Collaborative invests $10.4 million in early childhood educators

The Early Educator Investment Collaborative, a coalition of funders focused on supporting the early childhood education workforce, has announced grants totaling $10.4 million to help strengthen teacher preparation programs.

With the goal of elevating the early care and education workforce, breaking down systemic barriers faced by students of color, and promoting professional compensation for a workforce that is often underpaid, the grants will support partnerships between institutions of higher education and states or tribal nations to strengthen programs that prepare early childhood education teachers through a competency-based bachelor's degree and advance state and tribal government efforts to increase funding for students and compensation for teachers. Recipients include California State University, Sacramento, College of Menominee Nation, Georgia State University, North Seattle College, University of Colorado Denver, and the University of Hawai'i at Mānoa.
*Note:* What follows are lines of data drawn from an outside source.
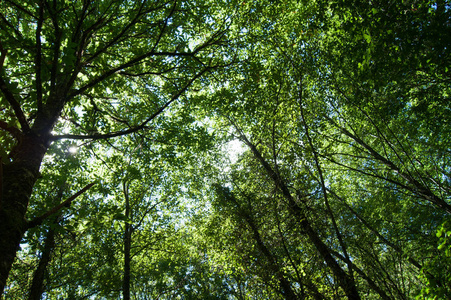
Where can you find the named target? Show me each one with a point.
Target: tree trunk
(37, 285)
(127, 246)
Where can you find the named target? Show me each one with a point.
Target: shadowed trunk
(37, 285)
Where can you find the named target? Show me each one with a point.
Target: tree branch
(38, 220)
(136, 128)
(14, 104)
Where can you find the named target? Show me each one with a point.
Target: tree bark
(127, 247)
(19, 177)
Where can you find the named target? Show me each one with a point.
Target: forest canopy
(223, 149)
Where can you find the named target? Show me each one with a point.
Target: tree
(90, 71)
(341, 188)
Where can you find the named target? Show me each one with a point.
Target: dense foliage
(225, 149)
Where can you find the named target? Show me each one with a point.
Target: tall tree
(90, 70)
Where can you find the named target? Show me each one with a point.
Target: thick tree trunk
(37, 284)
(344, 280)
(19, 177)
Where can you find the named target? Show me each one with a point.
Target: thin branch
(14, 131)
(38, 220)
(38, 59)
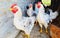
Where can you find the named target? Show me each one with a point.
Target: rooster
(22, 23)
(44, 18)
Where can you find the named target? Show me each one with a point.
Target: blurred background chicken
(44, 18)
(22, 23)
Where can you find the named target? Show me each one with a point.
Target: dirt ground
(35, 33)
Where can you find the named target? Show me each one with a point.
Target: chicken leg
(40, 28)
(26, 36)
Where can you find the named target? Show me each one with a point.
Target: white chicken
(44, 18)
(30, 10)
(22, 23)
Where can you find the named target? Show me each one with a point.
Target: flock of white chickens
(26, 24)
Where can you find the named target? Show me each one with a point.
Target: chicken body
(42, 18)
(23, 23)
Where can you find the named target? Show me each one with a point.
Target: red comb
(13, 5)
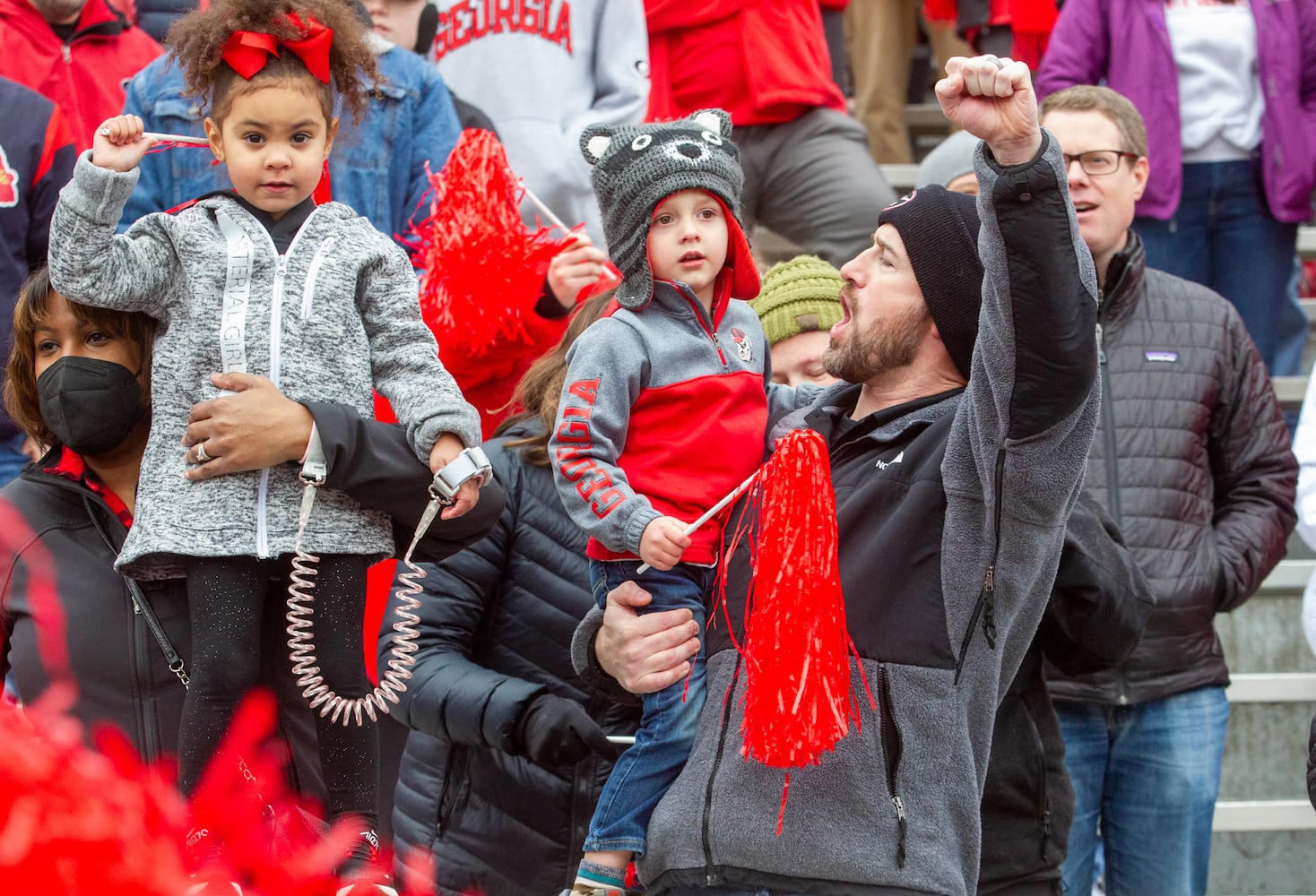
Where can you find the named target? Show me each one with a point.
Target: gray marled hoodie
(950, 513)
(333, 316)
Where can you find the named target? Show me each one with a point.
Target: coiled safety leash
(301, 650)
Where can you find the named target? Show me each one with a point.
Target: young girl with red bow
(262, 280)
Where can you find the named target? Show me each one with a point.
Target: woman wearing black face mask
(79, 383)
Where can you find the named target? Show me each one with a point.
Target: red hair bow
(247, 52)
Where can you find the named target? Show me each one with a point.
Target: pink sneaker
(362, 874)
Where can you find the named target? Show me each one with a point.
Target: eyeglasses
(1099, 162)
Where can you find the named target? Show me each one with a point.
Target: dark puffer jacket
(497, 626)
(1096, 614)
(1192, 462)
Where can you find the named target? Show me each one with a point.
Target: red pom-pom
(483, 271)
(796, 648)
(75, 822)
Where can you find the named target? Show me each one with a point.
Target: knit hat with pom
(638, 166)
(799, 297)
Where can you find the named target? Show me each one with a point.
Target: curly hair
(540, 388)
(30, 314)
(196, 42)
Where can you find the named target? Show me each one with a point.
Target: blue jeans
(1224, 237)
(12, 460)
(668, 719)
(1149, 775)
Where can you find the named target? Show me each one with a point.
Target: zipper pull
(902, 828)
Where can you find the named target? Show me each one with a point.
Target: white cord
(303, 650)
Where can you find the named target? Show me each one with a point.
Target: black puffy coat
(1191, 460)
(1096, 614)
(495, 633)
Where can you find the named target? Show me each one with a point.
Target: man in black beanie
(957, 452)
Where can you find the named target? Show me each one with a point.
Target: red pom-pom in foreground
(796, 648)
(483, 271)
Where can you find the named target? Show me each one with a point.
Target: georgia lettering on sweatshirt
(469, 20)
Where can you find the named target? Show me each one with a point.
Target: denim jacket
(378, 168)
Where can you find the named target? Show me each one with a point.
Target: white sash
(237, 291)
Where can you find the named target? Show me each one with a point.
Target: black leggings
(227, 596)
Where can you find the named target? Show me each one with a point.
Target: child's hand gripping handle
(714, 511)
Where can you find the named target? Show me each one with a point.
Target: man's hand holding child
(662, 542)
(118, 143)
(469, 495)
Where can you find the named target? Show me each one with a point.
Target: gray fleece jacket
(325, 322)
(950, 512)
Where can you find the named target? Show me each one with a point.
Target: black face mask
(91, 406)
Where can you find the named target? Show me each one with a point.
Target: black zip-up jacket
(1098, 608)
(61, 533)
(950, 513)
(1191, 460)
(497, 624)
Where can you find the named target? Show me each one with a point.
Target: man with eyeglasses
(1191, 460)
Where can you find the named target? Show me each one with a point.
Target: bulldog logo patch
(744, 350)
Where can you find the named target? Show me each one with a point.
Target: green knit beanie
(798, 297)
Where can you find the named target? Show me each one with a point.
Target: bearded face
(875, 346)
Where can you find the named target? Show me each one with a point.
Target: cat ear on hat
(595, 141)
(714, 120)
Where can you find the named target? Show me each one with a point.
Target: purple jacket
(1127, 44)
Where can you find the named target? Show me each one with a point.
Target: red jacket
(84, 75)
(764, 61)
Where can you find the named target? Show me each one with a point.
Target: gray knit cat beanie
(638, 166)
(939, 235)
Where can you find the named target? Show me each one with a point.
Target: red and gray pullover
(663, 412)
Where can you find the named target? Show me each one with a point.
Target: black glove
(557, 732)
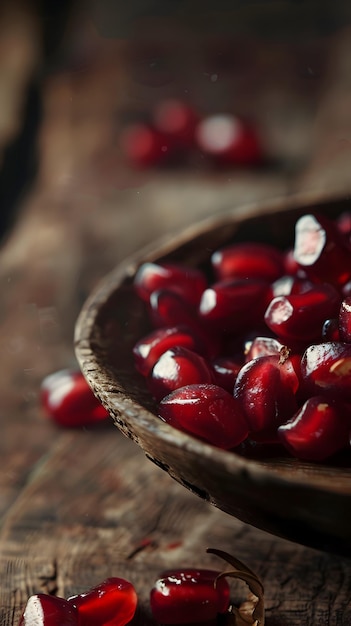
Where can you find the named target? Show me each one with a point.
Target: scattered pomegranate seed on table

According to the collaborative, people of color, primarily women, make up nearly half the early educator workforce yet are not provided equal access to higher education, ongoing professional development, or professional compensation, especially in comparison to their peers in K-12 education. Launched in 2017 to address those issues, the collaborative includes Ballmer Group, the Buffett Early Childhood Fund, the Foundation for Child Development, and the Bezos Family, Bill & Melinda Gates, David and Lucile Packard, Heising-Simons, and Stranahan foundations.

"We must support the professionalization of our ECE workforce," said Rebecca Gomez, a program officer at the Heising-Simons Foundation and co-chair of the Early Educator Investment Collaborative. "We need to attract, retain, and financially support students who bring racial, ethnic, linguistic, cultural, and socioeconomic diversity to a field that educates and cares for our equally diverse young people.